Se detuvieron al oír un grito animal de dolor procedente del interior del templo.
—Casca, imbécil, ¿qué haces? —exigió César.
—Ayudadme —chilló una voz—. ¡Matad al tirano!
—Romulus —gritó Mattius—. ¡Rápido!
Se oyó un aullido de ira y Romulus percibió el sonido amortiguado de los golpes. La ira lo consumía. Levantó el
gladius
y saltó hacia los dos guardias.
Los dioses sonreían en ese momento. Distraídos por la conmoción del interior, los dos habían girado la cabeza. Romulus lo agradeció, pues no deseaba hacerles daño innecesariamente. Dio la vuelta al
gladius
y golpeó con la empuñadura el cráneo del hombre que tenía más cerca. Por el rabillo del ojo, vio que Tarquinius utilizaba la base de metal del hacha para hacer lo mismo con el otro centinela. Saltaron por encima de los dos hombres caídos y corrieron al interior del templo.

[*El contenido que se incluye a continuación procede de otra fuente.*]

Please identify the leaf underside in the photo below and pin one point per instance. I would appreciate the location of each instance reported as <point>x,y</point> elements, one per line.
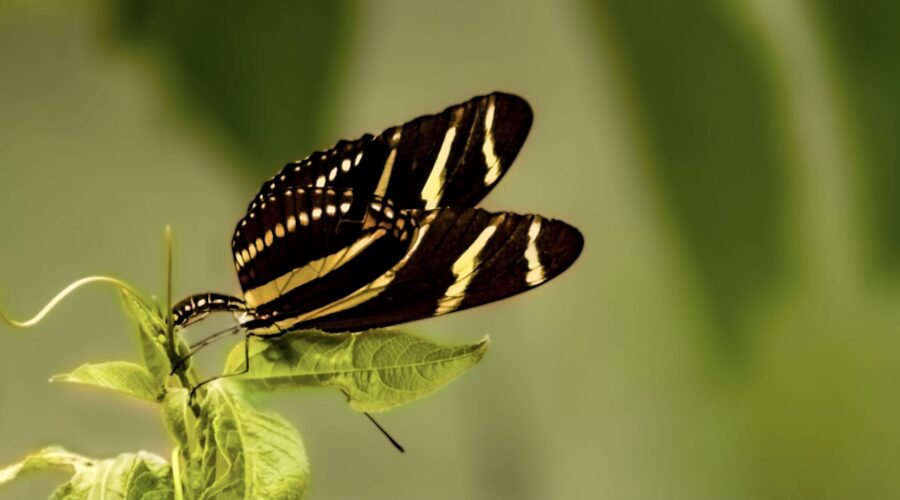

Por suerte, el resto de los guardas estaban completamente enfrascados en lo que sucedía, de manera que tenían vía libre. Romulus abrió los ojos como platos al ver el esplendor de la cámara, larga y de techos altos y bien iluminada gracias al gran número de pequeñas ventanas en la parte superior de la pared. Como es lógico, no se dedicó a contemplar la decoración ni el rango de los senadores ataviados con togas que de pie gritaban y señalaban. Estaba claro que la mayoría de los seiscientos senadores no sabía nada sobre el intento de asesinato. Le indignó que ninguno hubiese intentado intervenir. Corrió hacia la zona central donde se encontraban los asientos de los cónsules y de César. Allí pudo distinguir a un grupo de hombres. Todos llevaban cuchillos y muchos tenían las túnicas ensangrentadas. En sus rostros se percibía la mirada vacía y asombrada de quienes acaban de comprender la magnitud de lo que han hecho.
«He llegado demasiado tarde —pensó Romulus, destrozado por la angustia como si de las garras de un animal voraz se tratase—. Me lo temía.» Con un fuerte alarido, cargó directamente contra los asesinos. Tarquinius daba zancadas a su lado con el hacha levantada, delgado y entrecano, pero con un aspecto aterrador. Romulus era vagamente consciente de que Mattius corría tras él y su voz infantil se sumaba al griterío. Para su sorpresa, sus gritos tuvieron un efecto espectacular. Los asesinos se dispersaron como una bandada de pájaros atacada por un gato y echaron a correr, huyendo precipitadamente por entre las filas de asientos. Su miedo era contagioso y en unos segundos todos los senadores huían por los laterales de la cámara hacia las puertas. Su salida reveló una escena sangrienta.